Struggling Serbian tennis star Jelena Dokic has announced plans to rebuild her career with the help of her father.
Dokic, who reached world number four in August 2002, has slumped to 105th following a series of injuries and a bitter split with her coach dad Damir.
But the Vecernje Novosti daily reported on Tuesday the pair have reunited.
"I'm starting from zero. I still have two-three months until the first tournaments (of 2005) and I'll try hard to recover my old form," Dokic said.
Dokic started her professional career as a 14-year-old
representing Australia, where her family emigrated in 1994.
But she continues to hold dual citizenship and currently lives in Belgrade.
At Wimbledon in 1999, as a qualifier ranked 129th, she scored
the Open era's biggest upset when she defeated then world number one
Martina Hingis in the first round on her way to the quarter-finals.

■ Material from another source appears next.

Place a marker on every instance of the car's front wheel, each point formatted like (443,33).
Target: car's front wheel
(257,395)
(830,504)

A year later she became the first woman representing Australia
to reach the semi-finals of Wimbledon since Evonne Goolagong Cawley
in 1980.
But her career has been plagued by distractions provided by her
father, a former boxer who has repeatedly clashed with journalists
and tennis officials around the world.
In 2000 he was barred from Wimbledon after breaking a reporter's
mobile phone, and later that year was banned for six months from WTA
events for abusive behaviour at the US Open.